I found this film quite frustrating for a number of reasons. First is Felicie herself. It’s evident that she is completely enamored not of Charles, but of the memory of Charles, and this continually sabotages every other relationship in her life. Both Loic and Maxence are aware of her infatuation with her past fling. She openly talks about her love of Charles and her much lesser love for the two of them. It’s a relationship style that I have trouble understanding. Perhaps I’m too possessive in this respect, or simply not French enough. If the woman I was sleeping with told me that she was more in love with a memory and wanted to talk about the sex she was having with another guy, I think I might be kind of offended by that.

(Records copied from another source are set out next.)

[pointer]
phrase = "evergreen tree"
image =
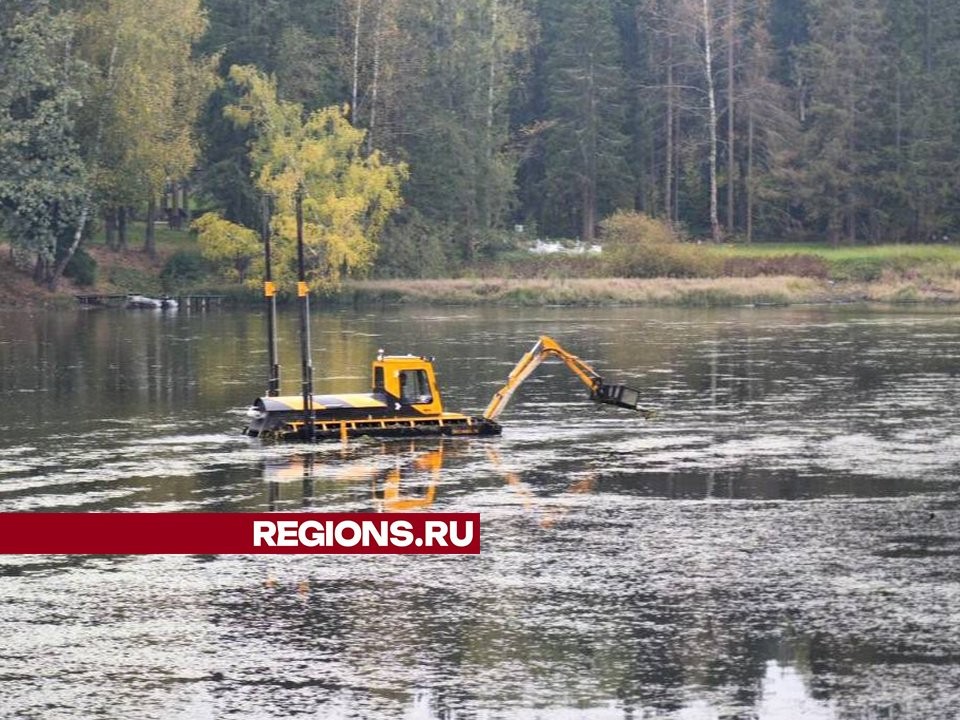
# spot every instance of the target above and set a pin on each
(585, 169)
(42, 175)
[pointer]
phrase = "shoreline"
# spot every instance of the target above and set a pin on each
(694, 292)
(573, 292)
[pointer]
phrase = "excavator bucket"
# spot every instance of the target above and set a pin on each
(619, 395)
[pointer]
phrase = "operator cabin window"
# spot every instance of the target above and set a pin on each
(414, 388)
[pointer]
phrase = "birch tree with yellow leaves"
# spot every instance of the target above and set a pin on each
(348, 193)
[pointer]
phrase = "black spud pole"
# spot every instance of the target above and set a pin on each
(270, 294)
(309, 416)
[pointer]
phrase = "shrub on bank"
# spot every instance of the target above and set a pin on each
(637, 245)
(82, 268)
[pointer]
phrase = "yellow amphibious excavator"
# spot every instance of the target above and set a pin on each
(405, 402)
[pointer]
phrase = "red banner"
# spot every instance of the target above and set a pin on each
(238, 533)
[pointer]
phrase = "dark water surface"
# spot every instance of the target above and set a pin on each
(782, 542)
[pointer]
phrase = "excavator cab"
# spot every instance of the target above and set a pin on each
(408, 381)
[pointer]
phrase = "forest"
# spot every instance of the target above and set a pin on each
(426, 135)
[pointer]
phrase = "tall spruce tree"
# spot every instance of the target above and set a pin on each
(585, 173)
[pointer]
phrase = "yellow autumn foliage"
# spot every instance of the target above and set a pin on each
(347, 194)
(233, 248)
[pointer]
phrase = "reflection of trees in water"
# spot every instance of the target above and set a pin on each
(476, 645)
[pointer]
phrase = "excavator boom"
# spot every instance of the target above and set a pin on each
(545, 347)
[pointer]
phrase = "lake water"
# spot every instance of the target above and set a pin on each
(782, 541)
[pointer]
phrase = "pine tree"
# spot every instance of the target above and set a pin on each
(585, 172)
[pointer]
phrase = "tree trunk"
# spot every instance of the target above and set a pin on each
(57, 271)
(750, 138)
(122, 228)
(110, 227)
(150, 233)
(712, 119)
(356, 64)
(668, 163)
(589, 213)
(730, 117)
(375, 83)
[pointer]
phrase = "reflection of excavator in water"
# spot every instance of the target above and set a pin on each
(406, 402)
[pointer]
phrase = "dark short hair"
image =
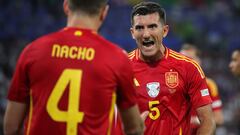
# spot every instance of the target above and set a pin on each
(90, 7)
(145, 8)
(189, 46)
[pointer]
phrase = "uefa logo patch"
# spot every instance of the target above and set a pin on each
(153, 89)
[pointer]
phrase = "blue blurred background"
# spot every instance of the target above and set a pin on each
(212, 25)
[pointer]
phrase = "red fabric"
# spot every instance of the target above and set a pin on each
(39, 69)
(177, 93)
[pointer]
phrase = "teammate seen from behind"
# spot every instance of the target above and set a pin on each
(193, 52)
(67, 82)
(234, 65)
(168, 84)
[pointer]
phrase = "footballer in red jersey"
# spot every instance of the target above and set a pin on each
(168, 89)
(168, 84)
(68, 82)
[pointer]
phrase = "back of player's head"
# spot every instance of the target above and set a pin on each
(91, 7)
(145, 8)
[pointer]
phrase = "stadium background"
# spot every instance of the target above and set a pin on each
(213, 25)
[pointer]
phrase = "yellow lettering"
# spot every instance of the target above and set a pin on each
(64, 52)
(73, 52)
(81, 53)
(90, 54)
(56, 50)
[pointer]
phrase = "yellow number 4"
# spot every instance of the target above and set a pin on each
(71, 116)
(155, 113)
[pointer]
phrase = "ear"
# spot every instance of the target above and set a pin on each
(104, 12)
(165, 30)
(66, 7)
(131, 30)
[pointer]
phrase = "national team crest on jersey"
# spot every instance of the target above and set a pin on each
(171, 79)
(153, 89)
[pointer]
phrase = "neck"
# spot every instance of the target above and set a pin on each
(83, 21)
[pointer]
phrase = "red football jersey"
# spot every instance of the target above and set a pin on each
(71, 80)
(168, 89)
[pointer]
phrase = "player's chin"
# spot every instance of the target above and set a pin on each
(148, 53)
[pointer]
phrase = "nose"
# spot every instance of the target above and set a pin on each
(146, 34)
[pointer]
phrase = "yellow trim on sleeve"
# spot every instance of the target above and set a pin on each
(212, 86)
(136, 82)
(30, 114)
(111, 114)
(181, 57)
(180, 131)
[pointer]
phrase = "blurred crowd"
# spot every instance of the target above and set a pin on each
(212, 25)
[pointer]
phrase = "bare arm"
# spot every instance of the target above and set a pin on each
(13, 119)
(207, 123)
(218, 116)
(133, 124)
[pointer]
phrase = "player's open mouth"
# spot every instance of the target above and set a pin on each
(148, 43)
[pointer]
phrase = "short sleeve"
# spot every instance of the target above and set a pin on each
(197, 86)
(126, 94)
(19, 88)
(213, 89)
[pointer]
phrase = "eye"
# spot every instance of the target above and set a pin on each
(138, 27)
(152, 26)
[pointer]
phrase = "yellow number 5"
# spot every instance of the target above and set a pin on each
(71, 116)
(155, 113)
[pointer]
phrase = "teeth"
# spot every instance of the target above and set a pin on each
(148, 43)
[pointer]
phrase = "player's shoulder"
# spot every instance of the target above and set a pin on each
(133, 54)
(184, 61)
(180, 58)
(212, 85)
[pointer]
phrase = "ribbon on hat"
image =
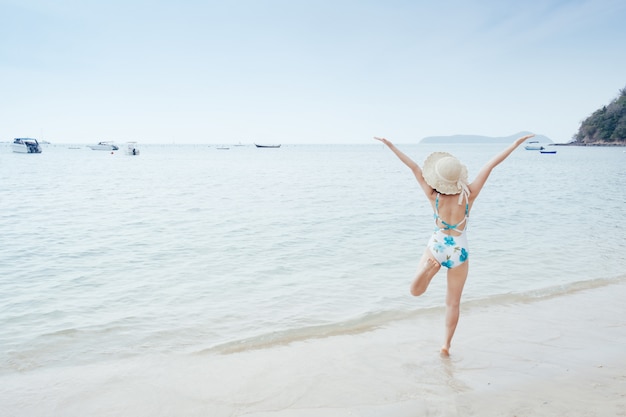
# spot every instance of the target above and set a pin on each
(464, 191)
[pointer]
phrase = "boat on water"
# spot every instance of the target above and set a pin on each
(26, 145)
(266, 146)
(132, 148)
(104, 146)
(534, 146)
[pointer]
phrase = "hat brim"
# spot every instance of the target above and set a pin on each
(432, 179)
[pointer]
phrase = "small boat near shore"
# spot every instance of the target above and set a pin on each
(26, 145)
(132, 148)
(266, 146)
(534, 146)
(104, 146)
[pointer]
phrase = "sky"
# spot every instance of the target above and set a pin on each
(290, 71)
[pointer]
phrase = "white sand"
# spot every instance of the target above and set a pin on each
(562, 356)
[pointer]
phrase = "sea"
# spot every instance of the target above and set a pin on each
(199, 250)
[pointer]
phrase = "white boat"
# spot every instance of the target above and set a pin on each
(26, 145)
(534, 146)
(266, 146)
(132, 148)
(104, 146)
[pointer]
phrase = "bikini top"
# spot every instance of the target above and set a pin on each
(448, 226)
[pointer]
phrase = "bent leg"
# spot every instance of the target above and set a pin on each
(456, 281)
(426, 270)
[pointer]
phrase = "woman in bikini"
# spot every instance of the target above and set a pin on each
(444, 181)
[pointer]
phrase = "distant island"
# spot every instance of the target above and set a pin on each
(483, 139)
(606, 126)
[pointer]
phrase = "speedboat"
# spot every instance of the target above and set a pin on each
(104, 146)
(534, 146)
(131, 148)
(26, 145)
(266, 146)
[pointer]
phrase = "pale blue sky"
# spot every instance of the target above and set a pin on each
(340, 71)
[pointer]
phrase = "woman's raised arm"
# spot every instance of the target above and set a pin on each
(417, 171)
(483, 174)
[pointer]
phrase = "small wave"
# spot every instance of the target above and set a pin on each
(372, 321)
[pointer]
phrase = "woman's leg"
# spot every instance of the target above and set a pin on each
(456, 281)
(426, 270)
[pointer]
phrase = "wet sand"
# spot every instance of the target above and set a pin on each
(554, 356)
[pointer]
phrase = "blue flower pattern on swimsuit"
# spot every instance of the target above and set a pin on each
(451, 248)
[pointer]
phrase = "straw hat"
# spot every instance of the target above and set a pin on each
(446, 174)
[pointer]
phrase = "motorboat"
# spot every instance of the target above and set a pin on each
(534, 146)
(132, 148)
(104, 146)
(266, 146)
(26, 145)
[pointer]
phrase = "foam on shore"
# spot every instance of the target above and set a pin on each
(559, 355)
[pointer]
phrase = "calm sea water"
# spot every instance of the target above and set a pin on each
(190, 249)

And then there’s the reason that Felicie loses touch with Charles in the first place—she screws up her own address when she gives it to him, so he’s got no way to find her. And, since she never bothers to learn his last name, she has no way to get in touch with him. It’s kind of ridiculous, really—her own pain and unsatisfying life are caused by her own stupidity and foolishness. At least that’s one way to look at it. I choose to look at it another way, although it’s no more flattering than “Felicie is really dumb.” No, I like to think that she sabotaged this relationship intentionally.
That’s a bold statement, I know, but I think I can back it up. There’s a certain mindset that desires to be a part of that grand tragic romance—the exquisite pain of that tragic lost lover, forever separated, is a specific romantic ideal. By making Charles unable to reach her, by forcing a situation in which the two of them cannot be together, Felicie is forcing herself into a relationship that mimics that tragic romance, even if it was just a summer fling. It allows those couple of months of love and sex to be far more than they really are.
Really, I don’t have a great deal of sympathy for that. And with that in mind, or the simpler but less satisfying possibility that Felicie is just really dumb, the end is pretty unconscionable, and feels like a cheat.
Based on what I’ve seen of Rohmer, I liked him more when he was cynical and less when he mellowed. There’s nothing wrong with mellow, except when it takes the teeth out of a director’s work.
Why to watch Conte d’Hiver: At least there’s some Shakespeare in the middle.
Why not to watch: It’s hard to be compassionate regarding someone’s incompetence.
I had pretty much the same interpretation - she sabotaged that relationship just like she's doing with the two men she is with now. I describe people like that as "they'd rather have the problem, than the solution."
ReplyDeleteI didn't care for her much, either, and as a whole this movie didn't do anything for me. I never even made the Shakespeare connection.
I only made the Shakespeare connection after they walked out of the play and the marquee said "Conte d'Hiver."
DeleteAnd in retrospect, they both sabotaged the relationship. It makes the ending even worse!
you don't get the connection between this very good movie and shakespeare’s 'winter’s tale'? even when it is acted and almost spelled out?
ReplyDeleteif so, unlike felicie who calls herself 'dumb', you are dumb
but then anyone who pretentiously follow others in taste can't be otherwise
I have absolutely no idea what "pretentiously follow others in taste" means. Nor do I apologize for not being that familiar with one of Shakespeare's lesser plays.